4996,34444569,Research on Adolescents Regarding the Indirect...,This research involved the participation of 30...
4997,34444571,Pre-Intervention Effects of a Community-Based ...,This study explores the impact of the 'pre-int...


In [4]:
excel_dict["random 5k"].to_csv(r"..\data files\Pubmed5k.csv", header=True, index=False)

In [5]:
df = pd.read_csv(r"..\data files\Pubmed5k.csv", index_col="ArticleID")
df

Unnamed: 0_level_0,Title,Abstract
ArticleID,Unnamed: 1_level_1,Unnamed: 2_level_1
34153941,Stable Coordination Variability in Overground ...,Coordination variability (CV) is commonly anal...
34153942,Weak Hip Strength Increases Dynamic Knee Valgu...,Clinical Scenario: Dynamic knee valgus (DKV) i...
34153964,Current and Future Projections of Amyotrophic ...,Various methodologies have been reported to as...
34153968,Disparities between Asian and Non-Asian Thromb...,As outcomes for acute ischemic stroke (AIS) va...
34153978,Maternal Factors Predicting Loss to Follow-Up ...,Because hearing loss in children can result in...
...,...,...
34444567,Mind the Differences: How Diagnoses and Hospit...,Integrated care pathway (ICP) is a prevailing ...
34444568,The Ethics of Dying: Deciphering Pandemic-Resu...,The objective of medicine is to provide humans...
34444569,Research on Adolescents Regarding the Indirect...,This research involved the participation of 30...
34444571,Pre-Intervention Effects of a Community-Based ...,This study explores the impact of the 'pre-int...


# EDA

In [6]:
df.shape

(4999, 2)

In [7]:
# ensure that the column "ArticleID" is really valid to be an ID and not a fake name
df.index.nunique()

4999

In [8]:
df.info()

<class 'pandas.core.frame.DataFrame'>
Int64Index: 4999 entries, 34153941 to 34444572
Data columns (total 2 columns):
 #   Column    Non-Null Count  Dtype 
---  ------    --------------  ----- 
 0   Title     4999 non-null   object
 1   Abstract  4999 non-null   object
dtypes: object(2)
memory usage: 246.2+ KB


In [9]:
df.isna().mean()

Title       0.0
Abstract    0.0
dtype: float64

#### there is no null values

In [10]:
df.nunique()

Title       4999
Abstract    4989
dtype: int64

#### there are 10 values repeated in the column of "Abstract"

In [11]:
df.describe()

Unnamed: 0,Title,Abstract
count,4999,4999
unique,4999,4989
top,Stable Coordination Variability in Overground ...,[Figure: see text].
freq,1,6


In [12]:
df[df.duplicated()]

Unnamed: 0_level_0,Title,Abstract
ArticleID,Unnamed: 1_level_1,Unnamed: 2_level_1


# Preprocessing

Text Analysis is a major application field for machine learning algorithms.
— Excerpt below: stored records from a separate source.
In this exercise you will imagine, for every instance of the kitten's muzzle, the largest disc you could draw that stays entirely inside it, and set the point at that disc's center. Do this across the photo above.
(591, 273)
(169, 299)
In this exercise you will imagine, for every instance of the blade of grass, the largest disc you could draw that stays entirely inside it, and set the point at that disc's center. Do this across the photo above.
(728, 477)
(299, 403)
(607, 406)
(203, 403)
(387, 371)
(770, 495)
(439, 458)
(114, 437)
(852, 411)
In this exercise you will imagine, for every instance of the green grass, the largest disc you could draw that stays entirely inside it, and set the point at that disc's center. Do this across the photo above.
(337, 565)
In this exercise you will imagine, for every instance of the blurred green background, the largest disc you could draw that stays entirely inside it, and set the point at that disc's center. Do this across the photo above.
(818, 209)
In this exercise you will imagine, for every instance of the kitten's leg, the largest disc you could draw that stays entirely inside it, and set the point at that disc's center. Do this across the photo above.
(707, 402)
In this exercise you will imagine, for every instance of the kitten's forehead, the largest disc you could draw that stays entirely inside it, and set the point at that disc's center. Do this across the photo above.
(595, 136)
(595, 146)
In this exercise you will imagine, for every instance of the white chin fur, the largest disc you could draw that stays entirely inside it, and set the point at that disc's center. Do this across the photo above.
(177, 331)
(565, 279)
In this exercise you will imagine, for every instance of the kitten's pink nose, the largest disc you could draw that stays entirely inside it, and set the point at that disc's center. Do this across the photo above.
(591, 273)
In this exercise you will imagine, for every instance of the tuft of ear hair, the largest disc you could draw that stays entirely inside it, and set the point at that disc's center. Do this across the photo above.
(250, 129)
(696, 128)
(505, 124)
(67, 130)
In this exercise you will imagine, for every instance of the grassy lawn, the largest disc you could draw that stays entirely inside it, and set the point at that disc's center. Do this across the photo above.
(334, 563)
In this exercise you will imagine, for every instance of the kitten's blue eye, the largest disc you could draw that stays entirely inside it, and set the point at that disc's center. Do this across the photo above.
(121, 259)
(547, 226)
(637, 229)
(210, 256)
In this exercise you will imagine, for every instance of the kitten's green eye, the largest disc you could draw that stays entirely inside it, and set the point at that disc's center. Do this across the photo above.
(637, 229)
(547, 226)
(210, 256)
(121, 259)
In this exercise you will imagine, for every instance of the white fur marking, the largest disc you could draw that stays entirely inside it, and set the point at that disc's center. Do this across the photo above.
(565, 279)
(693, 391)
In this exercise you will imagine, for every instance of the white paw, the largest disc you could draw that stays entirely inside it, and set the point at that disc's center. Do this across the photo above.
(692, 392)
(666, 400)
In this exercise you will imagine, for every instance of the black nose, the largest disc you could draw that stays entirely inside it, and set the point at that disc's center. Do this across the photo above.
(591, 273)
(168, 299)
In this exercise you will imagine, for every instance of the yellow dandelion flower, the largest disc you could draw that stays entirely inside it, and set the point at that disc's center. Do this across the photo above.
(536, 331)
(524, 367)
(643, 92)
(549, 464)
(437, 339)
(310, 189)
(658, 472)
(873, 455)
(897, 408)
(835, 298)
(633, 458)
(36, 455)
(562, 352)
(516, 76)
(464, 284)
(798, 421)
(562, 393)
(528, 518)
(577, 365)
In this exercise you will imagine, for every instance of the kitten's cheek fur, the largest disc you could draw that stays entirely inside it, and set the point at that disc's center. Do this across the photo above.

However the raw data, a sequence of symbols cannot be fed directly to the algorithms themselves as most of them expect numerical feature vectors with a fixed size rather than the raw text documents with variable length.
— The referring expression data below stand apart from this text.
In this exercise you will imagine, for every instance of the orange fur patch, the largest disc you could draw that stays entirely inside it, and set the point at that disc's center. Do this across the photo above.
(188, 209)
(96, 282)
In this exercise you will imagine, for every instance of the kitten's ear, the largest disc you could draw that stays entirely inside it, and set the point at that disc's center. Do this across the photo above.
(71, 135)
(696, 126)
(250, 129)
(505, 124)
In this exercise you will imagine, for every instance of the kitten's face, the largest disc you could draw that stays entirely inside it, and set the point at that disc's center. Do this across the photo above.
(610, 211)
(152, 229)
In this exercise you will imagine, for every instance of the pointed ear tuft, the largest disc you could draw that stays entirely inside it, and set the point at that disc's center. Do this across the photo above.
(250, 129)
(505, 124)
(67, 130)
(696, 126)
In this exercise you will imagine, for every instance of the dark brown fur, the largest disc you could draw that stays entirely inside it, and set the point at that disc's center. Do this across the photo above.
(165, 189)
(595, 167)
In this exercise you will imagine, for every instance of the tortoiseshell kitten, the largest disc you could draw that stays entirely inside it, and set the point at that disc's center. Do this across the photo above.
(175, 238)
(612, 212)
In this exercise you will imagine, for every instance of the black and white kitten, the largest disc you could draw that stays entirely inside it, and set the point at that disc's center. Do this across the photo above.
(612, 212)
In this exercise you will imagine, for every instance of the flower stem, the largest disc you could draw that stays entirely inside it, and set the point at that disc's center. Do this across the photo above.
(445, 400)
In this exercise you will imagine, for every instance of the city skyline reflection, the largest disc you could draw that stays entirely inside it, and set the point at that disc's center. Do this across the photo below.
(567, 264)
We will perform the following text preprocessing steps:-
- Convert the text into lowercase
- Split text into words (Tokenize)
- Remove the stop loss words
- Remove the Punctuation, any symbols, and special characters
- Normalize the word (I’ll be using Lemmatization for normalization)


In [13]:
# to replace abbreviation with it's original text
import spacy
import scispacy
from scispacy.abbreviation import AbbreviationDetector

nlp = spacy.load('en_core_sci_lg')
nlp.add_pipe("abbreviation_detector")

def replace_acronyms(text):
    doc = nlp(text)
    altered_tok = [tok.text for tok in doc]
    for abrv in doc._.abbreviations:
        altered_tok[abrv.start] = str(abrv._.long_form)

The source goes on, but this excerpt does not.